The DeepDate model architecture

To introduce DeepDate architecture, many proposed models’ architectures are designed, validated, and tested. The common design principle is that every model consists of three phases: the first phase is the feature extraction (FE phase), the second phase is feature selection (FS phase), and the third phase is the training and testing phase (TT phase).

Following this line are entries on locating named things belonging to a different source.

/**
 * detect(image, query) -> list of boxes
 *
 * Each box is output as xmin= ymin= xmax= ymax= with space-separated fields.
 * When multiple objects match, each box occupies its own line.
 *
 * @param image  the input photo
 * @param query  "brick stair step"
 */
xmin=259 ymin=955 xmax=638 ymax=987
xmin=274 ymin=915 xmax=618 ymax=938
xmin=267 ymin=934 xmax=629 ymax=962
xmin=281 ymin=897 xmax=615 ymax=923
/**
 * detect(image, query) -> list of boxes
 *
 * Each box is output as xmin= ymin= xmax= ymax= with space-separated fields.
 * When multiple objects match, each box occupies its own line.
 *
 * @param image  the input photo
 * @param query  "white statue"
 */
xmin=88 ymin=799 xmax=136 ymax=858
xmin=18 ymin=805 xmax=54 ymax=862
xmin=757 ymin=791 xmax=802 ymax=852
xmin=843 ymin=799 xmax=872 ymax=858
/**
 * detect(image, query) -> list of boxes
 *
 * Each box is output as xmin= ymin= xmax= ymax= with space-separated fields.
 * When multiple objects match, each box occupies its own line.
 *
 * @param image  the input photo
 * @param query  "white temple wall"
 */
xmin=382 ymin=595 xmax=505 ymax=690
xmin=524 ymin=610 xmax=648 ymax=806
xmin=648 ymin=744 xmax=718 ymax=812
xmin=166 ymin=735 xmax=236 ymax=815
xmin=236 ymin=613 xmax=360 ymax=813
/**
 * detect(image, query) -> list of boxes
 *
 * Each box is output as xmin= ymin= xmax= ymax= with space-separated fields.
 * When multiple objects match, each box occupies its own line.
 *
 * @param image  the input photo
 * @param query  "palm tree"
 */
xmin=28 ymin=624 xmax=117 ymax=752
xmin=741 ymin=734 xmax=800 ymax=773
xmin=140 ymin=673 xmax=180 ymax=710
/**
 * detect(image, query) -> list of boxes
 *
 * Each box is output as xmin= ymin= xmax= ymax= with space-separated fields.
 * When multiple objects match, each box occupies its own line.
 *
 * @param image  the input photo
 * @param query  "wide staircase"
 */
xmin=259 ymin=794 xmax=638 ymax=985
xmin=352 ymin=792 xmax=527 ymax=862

In the FE phase, the features of the different classes’ images are extracted using the deep transfer learning (DTL) model Resnet50. The selection of Resnet50 as a feature extractor achieves the highest results for accuracy and performance metrics as a DTL model for the classification of the different classes in the dataset. The Resnet50 was compared to other related models such as Alexnet, Squeezenet, and Googlenet. In the experimental section, the results will be illustrated and discussed in detail.

In the FS phase, various optimization algorithms are tested to select the best features of images that allow the architecture to achieve the highest experimental results. The tested optimization algorithms are whale optimization (WO), grey wolf optimization (GWO), ant colony optimization (ACO), and particle swarm optimization (PSO). WO is selected in the main architecture on the DeepDate as the main FS. The justification for this selection will be presented in the results section.

In the TT phase, the dataset is divided into 80% for the training and 20% for the testing. The division of data on that percentage is commonly used by researchers in the field of deep learning. Also, in this phase, different classifiers, such as SVM and ANN, are tested. The ANN is selected as the main classifier in the proposed model architecture DeepDate as it achieves the highest results. The justification for selecting the ANN classifier will be illustrated in the results section. Algorithm 1 illustrates the selection (nomination) process for the DeepDate model.

Algorithm 1. The selection process algorithm of DeepDate model

1: Input images: Date fruit dataset images with their labels {Naboot Saif, Khalas, Barhi, Meneifi, Sullaj}

2: Output model: The model that classifies date fruit based on best performance metrics (DeepDate)

3: best_features = None

4: best_classifier = None

5: best_TA = 0, best_P = 0, best_R = 0, best_F1 = 0

6: model = load_resnet50_model()

7: features = extract_features(model, images)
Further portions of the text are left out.